Many social and natural scientists would agree with the conclusion that humanity is at a point of self-inflicted crisis. Of special significance is how we frame the crisis and, relatedly, what we understand to be its root cause. Framing is an act of diagnosis which suggests possible remedies. This paper argues that the current framings of the crisis – though accurate – are insufficient. The ecological framing of the crisis tends to generate false solutions such as carbon markets or geoengineering. It also tends to confuse the symptoms of the crisis – climate change being an obvious example – with the cause. The social framing of the crisis better diagnoses the root cause, but it also has limitations.
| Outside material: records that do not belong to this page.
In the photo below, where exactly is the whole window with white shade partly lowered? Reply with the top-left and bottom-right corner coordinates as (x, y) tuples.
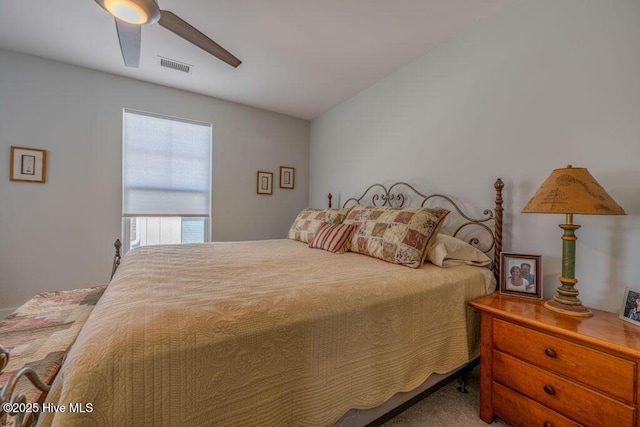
(122, 109), (211, 252)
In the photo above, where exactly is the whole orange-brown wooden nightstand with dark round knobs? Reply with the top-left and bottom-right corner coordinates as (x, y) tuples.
(469, 293), (640, 427)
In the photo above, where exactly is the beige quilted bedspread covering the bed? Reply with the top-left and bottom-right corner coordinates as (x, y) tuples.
(40, 240), (490, 427)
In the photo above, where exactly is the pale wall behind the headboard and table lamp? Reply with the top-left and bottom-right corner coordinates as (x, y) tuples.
(310, 0), (640, 312)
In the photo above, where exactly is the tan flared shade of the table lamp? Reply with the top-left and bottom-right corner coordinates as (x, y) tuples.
(522, 165), (626, 215)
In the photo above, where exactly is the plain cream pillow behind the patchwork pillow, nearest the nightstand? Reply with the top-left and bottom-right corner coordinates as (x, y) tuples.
(427, 233), (491, 267)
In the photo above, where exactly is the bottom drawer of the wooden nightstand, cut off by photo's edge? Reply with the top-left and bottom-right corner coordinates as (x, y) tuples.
(493, 383), (580, 427)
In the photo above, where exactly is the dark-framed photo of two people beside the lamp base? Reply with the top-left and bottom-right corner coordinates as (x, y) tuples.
(500, 253), (542, 299)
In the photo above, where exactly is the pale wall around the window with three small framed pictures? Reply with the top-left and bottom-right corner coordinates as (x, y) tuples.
(0, 50), (309, 314)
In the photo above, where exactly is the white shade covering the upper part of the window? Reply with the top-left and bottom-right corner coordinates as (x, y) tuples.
(122, 109), (211, 217)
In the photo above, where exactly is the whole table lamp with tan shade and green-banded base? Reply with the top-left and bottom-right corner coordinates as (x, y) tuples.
(522, 165), (626, 317)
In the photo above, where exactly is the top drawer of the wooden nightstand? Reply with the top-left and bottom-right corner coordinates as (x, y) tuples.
(493, 319), (636, 403)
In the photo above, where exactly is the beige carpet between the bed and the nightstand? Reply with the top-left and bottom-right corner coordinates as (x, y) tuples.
(383, 366), (509, 427)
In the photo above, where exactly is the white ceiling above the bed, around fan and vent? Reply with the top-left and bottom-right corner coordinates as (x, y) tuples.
(0, 0), (510, 119)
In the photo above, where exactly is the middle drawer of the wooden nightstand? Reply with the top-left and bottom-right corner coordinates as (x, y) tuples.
(493, 351), (636, 427)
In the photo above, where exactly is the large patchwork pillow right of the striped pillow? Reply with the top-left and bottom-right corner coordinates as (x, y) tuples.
(344, 206), (449, 268)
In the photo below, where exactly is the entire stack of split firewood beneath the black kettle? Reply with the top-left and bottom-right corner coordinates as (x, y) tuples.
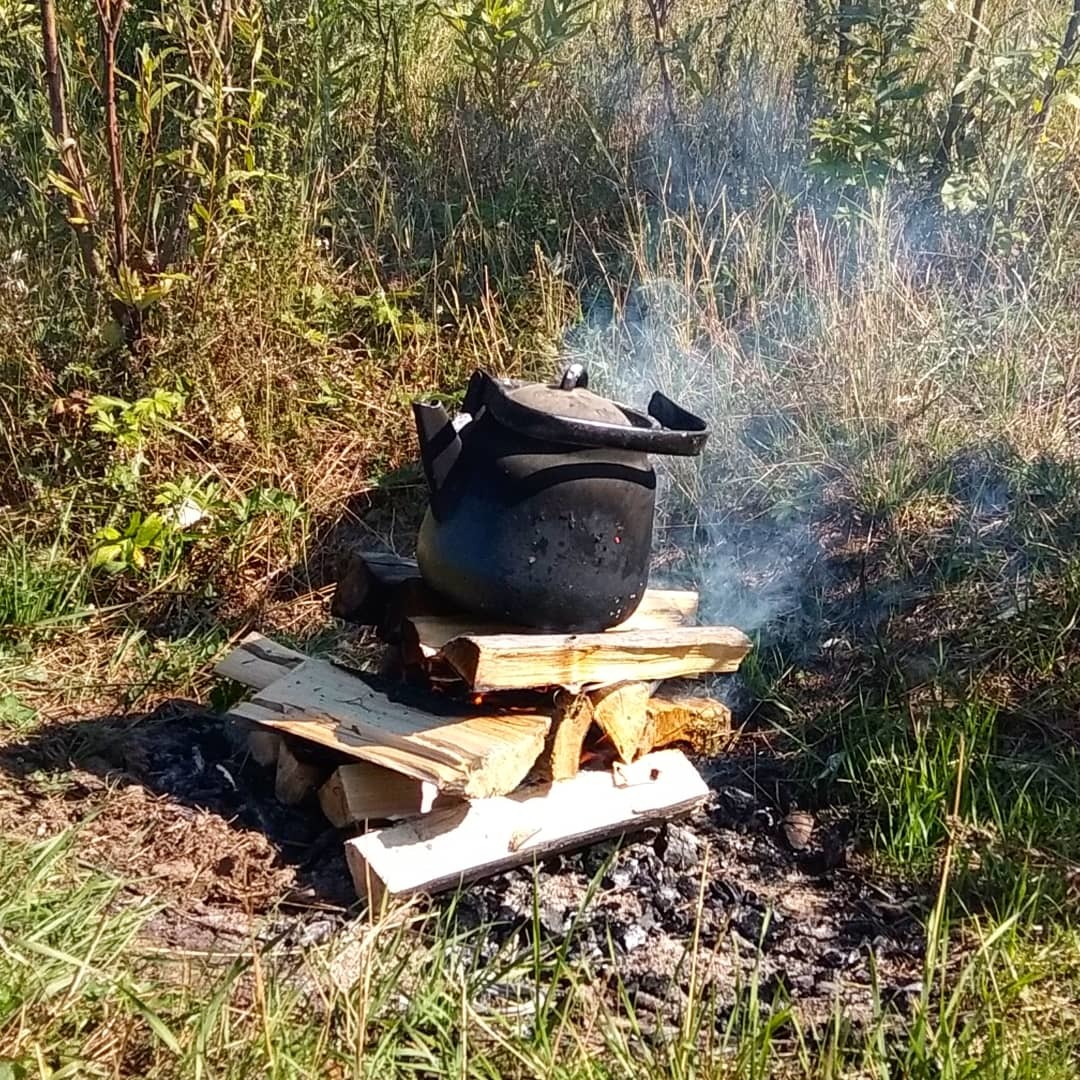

An understanding of capitalism in crisis has been used by different groups – reformists and revolutionaries – for more than a century without sustained success. At the current political juncture, nearly every state – including self-proclaimed socialist states – has neoliberal tendencies, meaning that governments tend to side with capitalist elites. It is therefore difficult to imagine the anti-capitalist framing being successful. A more effective and complete framing would be to understand the current crisis to be one of colonialism. At its core, colonialism is a project of commodification and competition; therefore undoing the ongoing damage caused by colonial systems would entail developing and nurturing institutions designed to enhance human cooperation and stewardship of the commons.